Qual è il tema del romanzo?

 

Come già detto, L’unico peccato vuole innanzi tutto essere divertente e piacevole a leggersi. Detto questo, alcune idee e riflessioni traspaiono indubbiamente tra le righe del testo rendendo il romanzo denso di concetti.

Una cosa di cui sono convinto, e che ritorna spesso nel libro, è che tante volte noi crediamo di decidere qualcosa ma in realtà spesso siamo invece “decisi” dall’accumularsi degli eventi e delle decisioni pregresse. In altri termini, alcune scelte sono di fatto obbligate e rese inevitabili dalla miriade di piccole scelte fatte in precedenza.
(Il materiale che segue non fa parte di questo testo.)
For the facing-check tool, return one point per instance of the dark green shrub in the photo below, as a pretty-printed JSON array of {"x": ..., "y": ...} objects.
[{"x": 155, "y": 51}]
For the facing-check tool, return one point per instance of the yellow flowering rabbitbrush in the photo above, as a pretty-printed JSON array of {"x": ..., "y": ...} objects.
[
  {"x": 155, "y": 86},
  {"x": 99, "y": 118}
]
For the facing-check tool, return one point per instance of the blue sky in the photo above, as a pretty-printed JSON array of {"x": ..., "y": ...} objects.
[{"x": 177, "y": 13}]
A questa visione “minimalista” del libero arbitrio, che si manifesta non tanto in isolate e rare scelte epiche ma piuttosto in un continuo susseguirsi di tante piccole e faticose e poco gratificanti decisioni quotidiane, è legato anche un altro concetto, ovvero che ogni risultato che otteniamo è conseguito grazie al susseguirsi di tanti piccoli sforzi di volontà e costa una immensa fatica.
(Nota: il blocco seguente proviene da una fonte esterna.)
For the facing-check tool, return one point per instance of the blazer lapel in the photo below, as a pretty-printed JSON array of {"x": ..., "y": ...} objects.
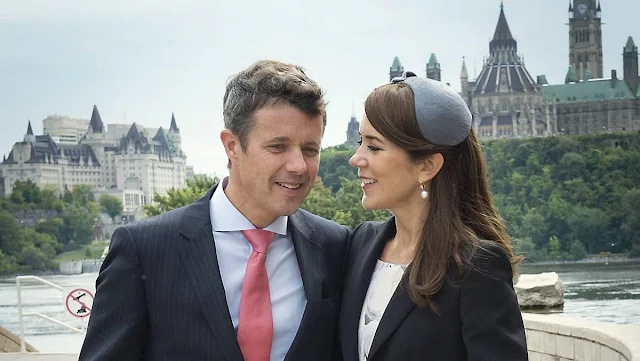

Oltre a questi concetti generali, le due storie d’amore affrontano più o meno direttamente vari temi presenti nei rapporti tra uomini e donne, quali:

  • l’amore come ricerca nell’altro delle cose che ci mancano;
  • l’indubbia maggior forza delle donne rispetto agli uomini (i quali talora possono attingere a questa forza delle loro compagne per rivitalizzarsi);
  • l’amore come cura contro l’appannamento della personalità causato dall’impegno del lavoro e del quotidiano;
  • quanto può comunque essere bello e ricco anche in un amore non corrisposto (con una chiara scelta di campo in relazione all’antico dilemma: è meglio amare o essere amati?).
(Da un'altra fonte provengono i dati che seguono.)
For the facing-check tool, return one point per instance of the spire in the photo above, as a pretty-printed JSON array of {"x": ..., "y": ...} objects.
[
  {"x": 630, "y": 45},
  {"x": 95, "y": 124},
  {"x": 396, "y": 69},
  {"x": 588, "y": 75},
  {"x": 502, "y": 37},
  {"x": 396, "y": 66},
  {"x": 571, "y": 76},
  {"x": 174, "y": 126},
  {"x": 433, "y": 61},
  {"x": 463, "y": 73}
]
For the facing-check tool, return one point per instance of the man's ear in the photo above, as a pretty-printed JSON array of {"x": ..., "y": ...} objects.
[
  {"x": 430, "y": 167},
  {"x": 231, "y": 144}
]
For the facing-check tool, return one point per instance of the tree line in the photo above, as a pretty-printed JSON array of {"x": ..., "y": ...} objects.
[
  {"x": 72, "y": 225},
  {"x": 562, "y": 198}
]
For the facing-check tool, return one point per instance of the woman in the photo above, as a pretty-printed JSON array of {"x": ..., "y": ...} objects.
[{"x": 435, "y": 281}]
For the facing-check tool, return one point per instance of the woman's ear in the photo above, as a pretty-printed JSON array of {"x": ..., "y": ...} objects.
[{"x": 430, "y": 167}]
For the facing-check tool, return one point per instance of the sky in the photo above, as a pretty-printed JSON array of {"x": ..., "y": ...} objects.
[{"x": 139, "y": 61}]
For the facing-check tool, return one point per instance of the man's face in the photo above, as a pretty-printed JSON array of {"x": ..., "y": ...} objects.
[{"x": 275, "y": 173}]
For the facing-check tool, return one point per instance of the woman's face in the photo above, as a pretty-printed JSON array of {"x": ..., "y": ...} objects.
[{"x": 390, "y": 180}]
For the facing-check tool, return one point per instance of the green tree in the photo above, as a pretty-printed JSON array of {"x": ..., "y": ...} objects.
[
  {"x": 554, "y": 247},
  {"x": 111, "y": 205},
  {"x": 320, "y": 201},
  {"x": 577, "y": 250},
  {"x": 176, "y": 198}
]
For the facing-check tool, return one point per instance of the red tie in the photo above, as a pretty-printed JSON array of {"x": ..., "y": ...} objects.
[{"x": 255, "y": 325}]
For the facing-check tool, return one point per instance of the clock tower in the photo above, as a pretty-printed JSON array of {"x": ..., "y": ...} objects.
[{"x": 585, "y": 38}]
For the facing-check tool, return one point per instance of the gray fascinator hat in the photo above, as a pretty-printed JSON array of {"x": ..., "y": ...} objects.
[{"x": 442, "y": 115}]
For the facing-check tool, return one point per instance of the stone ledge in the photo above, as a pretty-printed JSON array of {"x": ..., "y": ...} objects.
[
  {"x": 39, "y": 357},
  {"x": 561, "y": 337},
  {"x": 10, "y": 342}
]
Ognuno di questi temi, certo, richiederebbe un romanzo a sé. Nel mio libro mi limito a lasciarli trasparire sullo sfondo.

 

 

Tra i vari personaggi ce n’è uno che ti è particolarmente caro?

 

I personaggi del libro sono quasi tutti uomini. Quello a cui sono più affezionato è invece Laura Sani, un personaggio che porta in se tanta debolezza e fragilità ma al contempo tanta forza. È una donna e non so se in realtà sono riuscito a rendere bene la mentalità e il modo di pensare femminile, questo me lo sapranno dire solo le mie lettrici.

 

 

Cosa ti aspetti, in definitiva, dalla pubblicazione de L’unico peccato?

 

Che mi dia la forza e l’entusiasmo di scrivere ancora molto.

Perché di forza di volontà, per realizzare quello che realmente vogliamo fare, ce ne vuole davvero tanta.